I was listening to a health insurance discussion yesterday (Weds 28th Dec) on The Right Hook (hosted by someone else as George is off over Xmas) and they had a chap on who was pretty clued into the whole health insurance issues in Ireland.
He sounded like a broker but I am not sure if he was or not. Anyway, at the end of the interview they gave out the mans website but due to driving in an area with bad coverage I didnt get it.

Did anyone hear this interview and more importantly get his website address as I would be interested in having a look. 

Thanks


----------



## Brendan Burgess (29 Dec 2011)

I didn't hear it.
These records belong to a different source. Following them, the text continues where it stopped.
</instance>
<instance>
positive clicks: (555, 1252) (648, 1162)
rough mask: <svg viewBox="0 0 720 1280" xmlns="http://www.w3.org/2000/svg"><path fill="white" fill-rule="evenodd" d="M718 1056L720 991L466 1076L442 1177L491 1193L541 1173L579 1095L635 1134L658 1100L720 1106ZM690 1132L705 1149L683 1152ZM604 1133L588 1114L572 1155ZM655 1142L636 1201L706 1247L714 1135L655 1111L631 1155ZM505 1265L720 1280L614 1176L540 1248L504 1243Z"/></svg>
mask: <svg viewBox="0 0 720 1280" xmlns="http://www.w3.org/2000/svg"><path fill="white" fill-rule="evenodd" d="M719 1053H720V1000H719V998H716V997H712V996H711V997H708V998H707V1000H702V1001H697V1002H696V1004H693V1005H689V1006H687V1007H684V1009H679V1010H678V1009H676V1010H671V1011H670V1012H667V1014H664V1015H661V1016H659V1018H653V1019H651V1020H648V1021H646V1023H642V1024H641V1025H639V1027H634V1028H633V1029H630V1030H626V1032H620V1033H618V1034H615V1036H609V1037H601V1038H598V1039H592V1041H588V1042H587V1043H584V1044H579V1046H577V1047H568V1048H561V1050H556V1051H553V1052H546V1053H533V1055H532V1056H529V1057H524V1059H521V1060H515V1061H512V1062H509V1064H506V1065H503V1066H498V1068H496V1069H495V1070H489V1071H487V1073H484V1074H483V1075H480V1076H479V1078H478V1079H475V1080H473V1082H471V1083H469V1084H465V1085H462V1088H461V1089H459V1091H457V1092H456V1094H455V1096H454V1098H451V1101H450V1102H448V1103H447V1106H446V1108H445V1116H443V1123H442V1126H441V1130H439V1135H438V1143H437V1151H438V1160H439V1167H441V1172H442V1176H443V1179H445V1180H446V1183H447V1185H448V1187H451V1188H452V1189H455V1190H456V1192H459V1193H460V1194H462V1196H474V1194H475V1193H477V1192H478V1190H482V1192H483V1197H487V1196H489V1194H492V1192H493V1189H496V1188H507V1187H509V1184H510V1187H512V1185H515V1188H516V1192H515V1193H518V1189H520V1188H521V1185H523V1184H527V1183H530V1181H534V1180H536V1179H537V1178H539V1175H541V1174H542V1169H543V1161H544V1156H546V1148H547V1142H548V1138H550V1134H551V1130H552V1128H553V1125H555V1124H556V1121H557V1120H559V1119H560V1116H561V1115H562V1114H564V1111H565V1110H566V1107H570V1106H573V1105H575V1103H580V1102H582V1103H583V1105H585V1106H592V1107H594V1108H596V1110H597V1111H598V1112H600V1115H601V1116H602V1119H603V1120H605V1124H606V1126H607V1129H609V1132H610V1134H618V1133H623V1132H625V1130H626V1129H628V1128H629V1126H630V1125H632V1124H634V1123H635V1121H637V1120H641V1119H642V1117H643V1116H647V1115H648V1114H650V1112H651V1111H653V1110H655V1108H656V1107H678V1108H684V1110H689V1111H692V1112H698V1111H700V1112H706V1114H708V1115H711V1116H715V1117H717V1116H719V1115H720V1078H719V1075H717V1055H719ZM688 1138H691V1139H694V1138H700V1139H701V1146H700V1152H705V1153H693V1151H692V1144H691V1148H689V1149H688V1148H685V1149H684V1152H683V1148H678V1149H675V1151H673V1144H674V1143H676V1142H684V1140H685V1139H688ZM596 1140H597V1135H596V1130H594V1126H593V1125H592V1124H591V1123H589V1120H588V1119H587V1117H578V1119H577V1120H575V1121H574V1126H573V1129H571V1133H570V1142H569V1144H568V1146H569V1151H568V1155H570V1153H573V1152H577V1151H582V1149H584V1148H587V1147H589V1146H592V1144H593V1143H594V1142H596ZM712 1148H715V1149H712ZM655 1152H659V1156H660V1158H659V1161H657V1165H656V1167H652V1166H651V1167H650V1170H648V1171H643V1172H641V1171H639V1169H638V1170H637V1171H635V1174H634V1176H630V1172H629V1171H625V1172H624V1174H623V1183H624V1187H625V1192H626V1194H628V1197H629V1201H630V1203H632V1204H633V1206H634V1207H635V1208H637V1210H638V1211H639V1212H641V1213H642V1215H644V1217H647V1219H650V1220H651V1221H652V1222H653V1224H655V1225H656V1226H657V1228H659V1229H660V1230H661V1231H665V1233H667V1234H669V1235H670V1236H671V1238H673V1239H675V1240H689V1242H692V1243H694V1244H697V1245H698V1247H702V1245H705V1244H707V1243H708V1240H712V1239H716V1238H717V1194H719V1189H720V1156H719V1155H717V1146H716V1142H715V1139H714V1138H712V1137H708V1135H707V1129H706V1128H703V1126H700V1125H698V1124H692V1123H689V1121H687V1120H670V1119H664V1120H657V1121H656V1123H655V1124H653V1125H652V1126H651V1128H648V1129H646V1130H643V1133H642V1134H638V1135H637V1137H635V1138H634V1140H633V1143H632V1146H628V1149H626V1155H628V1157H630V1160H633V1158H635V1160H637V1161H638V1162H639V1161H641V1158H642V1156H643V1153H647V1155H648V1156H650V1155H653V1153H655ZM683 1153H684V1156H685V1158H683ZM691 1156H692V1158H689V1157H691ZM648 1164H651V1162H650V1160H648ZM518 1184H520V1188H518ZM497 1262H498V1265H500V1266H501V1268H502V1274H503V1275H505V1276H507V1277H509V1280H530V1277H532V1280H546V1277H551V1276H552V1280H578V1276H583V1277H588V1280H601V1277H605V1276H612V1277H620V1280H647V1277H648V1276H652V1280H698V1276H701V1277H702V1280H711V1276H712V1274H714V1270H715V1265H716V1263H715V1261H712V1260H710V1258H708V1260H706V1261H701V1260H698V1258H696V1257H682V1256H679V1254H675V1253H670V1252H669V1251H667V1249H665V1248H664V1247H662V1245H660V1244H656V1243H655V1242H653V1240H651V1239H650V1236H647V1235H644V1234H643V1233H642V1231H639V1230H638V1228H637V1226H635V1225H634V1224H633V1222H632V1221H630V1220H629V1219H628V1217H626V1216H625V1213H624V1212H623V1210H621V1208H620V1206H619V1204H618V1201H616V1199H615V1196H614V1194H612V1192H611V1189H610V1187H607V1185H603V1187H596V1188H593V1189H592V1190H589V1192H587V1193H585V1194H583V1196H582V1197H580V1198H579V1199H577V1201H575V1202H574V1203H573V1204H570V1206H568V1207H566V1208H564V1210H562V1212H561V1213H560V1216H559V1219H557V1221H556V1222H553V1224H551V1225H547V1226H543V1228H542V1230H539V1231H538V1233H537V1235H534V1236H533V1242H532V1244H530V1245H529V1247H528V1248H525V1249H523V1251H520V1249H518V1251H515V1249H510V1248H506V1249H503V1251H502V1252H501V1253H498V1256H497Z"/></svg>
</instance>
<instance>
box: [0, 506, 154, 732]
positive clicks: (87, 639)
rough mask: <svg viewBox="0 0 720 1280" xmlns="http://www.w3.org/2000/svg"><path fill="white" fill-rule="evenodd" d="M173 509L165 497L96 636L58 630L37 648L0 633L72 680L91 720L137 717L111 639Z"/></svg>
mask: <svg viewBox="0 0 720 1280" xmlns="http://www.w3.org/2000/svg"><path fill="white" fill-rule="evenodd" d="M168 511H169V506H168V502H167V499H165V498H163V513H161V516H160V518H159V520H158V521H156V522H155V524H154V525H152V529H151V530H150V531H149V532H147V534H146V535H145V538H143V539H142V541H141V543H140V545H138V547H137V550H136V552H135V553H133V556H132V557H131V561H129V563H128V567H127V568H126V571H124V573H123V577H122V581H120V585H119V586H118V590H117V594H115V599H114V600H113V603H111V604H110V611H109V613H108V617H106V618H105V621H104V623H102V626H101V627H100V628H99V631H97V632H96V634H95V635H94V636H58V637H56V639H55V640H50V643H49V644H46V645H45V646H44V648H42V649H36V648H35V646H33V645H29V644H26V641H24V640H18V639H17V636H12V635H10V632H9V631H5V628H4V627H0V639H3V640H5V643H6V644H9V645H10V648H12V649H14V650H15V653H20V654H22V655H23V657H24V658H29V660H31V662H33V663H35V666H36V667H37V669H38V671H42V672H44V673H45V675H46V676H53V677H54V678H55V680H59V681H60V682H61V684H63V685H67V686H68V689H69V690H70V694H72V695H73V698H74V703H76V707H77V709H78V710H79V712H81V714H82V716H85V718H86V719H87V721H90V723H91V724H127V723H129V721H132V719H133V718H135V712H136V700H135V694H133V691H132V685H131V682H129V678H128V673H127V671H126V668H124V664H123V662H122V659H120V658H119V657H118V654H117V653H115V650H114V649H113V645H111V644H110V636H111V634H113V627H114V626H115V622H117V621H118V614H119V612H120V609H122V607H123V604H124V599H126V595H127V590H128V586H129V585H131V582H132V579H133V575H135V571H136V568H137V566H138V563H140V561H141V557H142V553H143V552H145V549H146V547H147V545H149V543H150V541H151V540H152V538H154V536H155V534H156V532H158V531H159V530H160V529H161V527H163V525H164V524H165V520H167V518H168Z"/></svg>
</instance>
Try emailing the show and I am sure they will tell you who it was.


----------



## Sue Ellen (29 Dec 2011)

You should be able to listen to it here  [broken link removed]. 

They seem to be a day behind so Wednesday's programme should become available tomorrow.


----------



## The_Banker (29 Dec 2011)

Sue Ellen said:


> You should be able to listen to it here [broken link removed].
> 
> They seem to be a day behind so Wednesday's programme should become available tomorrow.


 

Thanks Sue Ellen,
I have already mailed them but no reply as yet but I will try to listen back tomorrow.


----------



## pj111 (29 Dec 2011)

It wasn't Patrick Brennan on this occasion.

http://www.irishhealthinsurance.ie/


----------



## 1dave123 (6 Jan 2012)

Hi - it may have been Dermot Goode of Cornmarket.  Cheers


----------